Because it’s not like me not to be writing. So if I’m not, and I haven’t been, I need to stop telling myself I just don’t feel like it and I have nothing to say.
Oh no. I have something to say. I just don’t want to sift through it and say it.
How badly do I not want to sift through it and say it? So badly that I’ve exhausted myself trying to hold it off. It’s like there’s barbarians at the gate and I’m pressed against a huge door trying desperately not to let them in.
I’m beat from the effort. Beat to the point where I’m nauseous and constantly swallowing the urge to be physically sick. Beat to the point of crawling into bed at three-thirty in the afternoon and begging God to please, please let me sleep. Let me escape. Let me wake up feeling better.
Most of the time I don’t sleep.

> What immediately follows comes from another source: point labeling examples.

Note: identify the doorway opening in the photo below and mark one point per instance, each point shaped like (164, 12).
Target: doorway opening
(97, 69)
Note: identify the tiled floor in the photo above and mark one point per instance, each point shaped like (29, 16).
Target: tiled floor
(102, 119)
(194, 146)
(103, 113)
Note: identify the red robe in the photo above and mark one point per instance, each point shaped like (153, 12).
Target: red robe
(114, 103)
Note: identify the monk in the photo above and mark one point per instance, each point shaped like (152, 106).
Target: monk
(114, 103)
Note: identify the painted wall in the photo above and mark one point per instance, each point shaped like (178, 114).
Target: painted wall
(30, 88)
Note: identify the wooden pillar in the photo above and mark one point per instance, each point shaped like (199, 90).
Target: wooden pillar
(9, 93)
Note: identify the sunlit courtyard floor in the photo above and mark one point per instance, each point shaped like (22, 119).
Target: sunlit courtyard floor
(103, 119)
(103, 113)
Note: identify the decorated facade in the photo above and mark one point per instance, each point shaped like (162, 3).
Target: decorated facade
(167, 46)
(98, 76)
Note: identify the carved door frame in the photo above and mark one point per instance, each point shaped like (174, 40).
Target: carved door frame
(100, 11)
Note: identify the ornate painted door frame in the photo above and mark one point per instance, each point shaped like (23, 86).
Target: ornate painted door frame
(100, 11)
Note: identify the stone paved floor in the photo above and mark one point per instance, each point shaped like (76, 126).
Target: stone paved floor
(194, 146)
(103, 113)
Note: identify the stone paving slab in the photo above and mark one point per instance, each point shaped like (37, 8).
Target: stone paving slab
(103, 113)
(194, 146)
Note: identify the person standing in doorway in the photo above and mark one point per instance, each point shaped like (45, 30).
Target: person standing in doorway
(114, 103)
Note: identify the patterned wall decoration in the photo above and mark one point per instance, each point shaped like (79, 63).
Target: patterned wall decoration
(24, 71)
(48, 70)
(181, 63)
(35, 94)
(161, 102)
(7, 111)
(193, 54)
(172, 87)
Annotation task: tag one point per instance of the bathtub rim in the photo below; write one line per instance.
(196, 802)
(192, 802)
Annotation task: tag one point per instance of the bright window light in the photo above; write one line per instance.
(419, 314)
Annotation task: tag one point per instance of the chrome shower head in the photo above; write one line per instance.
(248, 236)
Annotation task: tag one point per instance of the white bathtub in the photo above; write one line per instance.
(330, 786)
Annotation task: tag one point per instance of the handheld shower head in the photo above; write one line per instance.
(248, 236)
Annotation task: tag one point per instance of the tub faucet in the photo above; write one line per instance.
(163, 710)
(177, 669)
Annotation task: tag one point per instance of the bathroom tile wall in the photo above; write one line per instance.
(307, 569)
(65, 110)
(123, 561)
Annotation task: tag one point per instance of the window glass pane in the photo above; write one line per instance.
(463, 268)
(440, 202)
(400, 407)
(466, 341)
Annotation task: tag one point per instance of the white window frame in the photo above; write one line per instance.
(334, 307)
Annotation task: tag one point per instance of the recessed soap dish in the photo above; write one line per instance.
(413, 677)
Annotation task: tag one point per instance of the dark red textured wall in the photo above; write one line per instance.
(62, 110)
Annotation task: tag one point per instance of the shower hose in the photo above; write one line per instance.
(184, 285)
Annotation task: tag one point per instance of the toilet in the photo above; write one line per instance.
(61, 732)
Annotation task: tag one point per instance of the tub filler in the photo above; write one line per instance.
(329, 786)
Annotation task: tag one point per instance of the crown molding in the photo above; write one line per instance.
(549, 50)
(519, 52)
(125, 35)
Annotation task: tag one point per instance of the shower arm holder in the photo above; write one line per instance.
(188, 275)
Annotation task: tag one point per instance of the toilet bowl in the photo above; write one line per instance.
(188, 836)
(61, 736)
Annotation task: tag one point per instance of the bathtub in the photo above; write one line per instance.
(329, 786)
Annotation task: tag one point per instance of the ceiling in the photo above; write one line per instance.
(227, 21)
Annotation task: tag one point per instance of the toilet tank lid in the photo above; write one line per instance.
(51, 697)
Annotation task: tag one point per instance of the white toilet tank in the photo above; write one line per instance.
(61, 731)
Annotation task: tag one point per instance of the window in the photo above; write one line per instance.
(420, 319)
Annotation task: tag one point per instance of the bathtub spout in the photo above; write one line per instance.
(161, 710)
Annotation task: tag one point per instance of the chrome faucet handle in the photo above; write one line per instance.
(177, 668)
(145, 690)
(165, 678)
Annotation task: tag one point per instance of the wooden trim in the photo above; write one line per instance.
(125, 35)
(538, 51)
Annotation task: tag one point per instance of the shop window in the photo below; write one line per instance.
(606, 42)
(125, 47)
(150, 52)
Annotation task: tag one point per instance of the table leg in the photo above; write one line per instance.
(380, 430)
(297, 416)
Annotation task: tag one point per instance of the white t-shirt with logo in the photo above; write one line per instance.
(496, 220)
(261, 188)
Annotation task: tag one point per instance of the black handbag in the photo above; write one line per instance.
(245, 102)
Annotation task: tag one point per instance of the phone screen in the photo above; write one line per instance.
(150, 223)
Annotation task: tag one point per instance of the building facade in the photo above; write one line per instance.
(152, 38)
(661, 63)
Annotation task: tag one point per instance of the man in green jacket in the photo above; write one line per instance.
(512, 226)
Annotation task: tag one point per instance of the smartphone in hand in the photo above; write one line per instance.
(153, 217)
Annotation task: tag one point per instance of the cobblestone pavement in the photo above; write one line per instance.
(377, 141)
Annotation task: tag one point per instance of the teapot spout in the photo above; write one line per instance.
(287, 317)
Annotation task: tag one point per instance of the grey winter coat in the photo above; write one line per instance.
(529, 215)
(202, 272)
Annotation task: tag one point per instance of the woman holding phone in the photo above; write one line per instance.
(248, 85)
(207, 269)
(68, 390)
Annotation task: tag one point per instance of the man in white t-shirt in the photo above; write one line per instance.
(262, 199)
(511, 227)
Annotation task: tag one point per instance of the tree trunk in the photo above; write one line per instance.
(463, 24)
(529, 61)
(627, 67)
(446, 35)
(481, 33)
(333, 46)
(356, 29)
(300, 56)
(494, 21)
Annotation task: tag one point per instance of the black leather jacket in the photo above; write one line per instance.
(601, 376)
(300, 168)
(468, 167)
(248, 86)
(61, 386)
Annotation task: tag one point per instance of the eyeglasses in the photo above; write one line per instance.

I simply lay there, wiped out, beating myself up for having written nothing – again – that day.
Two days ago though, that changed. God granted me a nap. And when I awakened I knew immediately what I’d been running from and when it sunk in? I thought, Oh hell no. I don’t want to write about that! If I think I’m exhausted now, just wait until I undertake that little task!
The morning of my much needed, illuminating, yet disconcerting nap, I discovered a post my eldest had put on Facebook. It said something to the effect of, “No one ever asks me if I want to do anything. Not even my mother.”
Not even my mother.
Those words took my breath away when I read them, when I awakened to the realization that my son’s loneliness was the “thing” I was running from, and when I typed them here just now.
My son’s ceaseless, heartbreaking loneliness wrecks me daily. Washes over me like a wave of grief while I’m working, running errands, reading a book.
I spend as much time with him as I can, and my husband does, too. But it’s so hard and it makes me so angry. For him – Why does it have to be this way? At him – I can’t be your play date every day, dammit!
And the guilt. Oh the guilt. A wasted emotion, I know. But still.
The good news is that now that I know what I was running from, I’ve stopped running and fighting off the barbarians at the gate. They’re gone and it’s just me, knowing what needs to be written and hoping I can do it justice.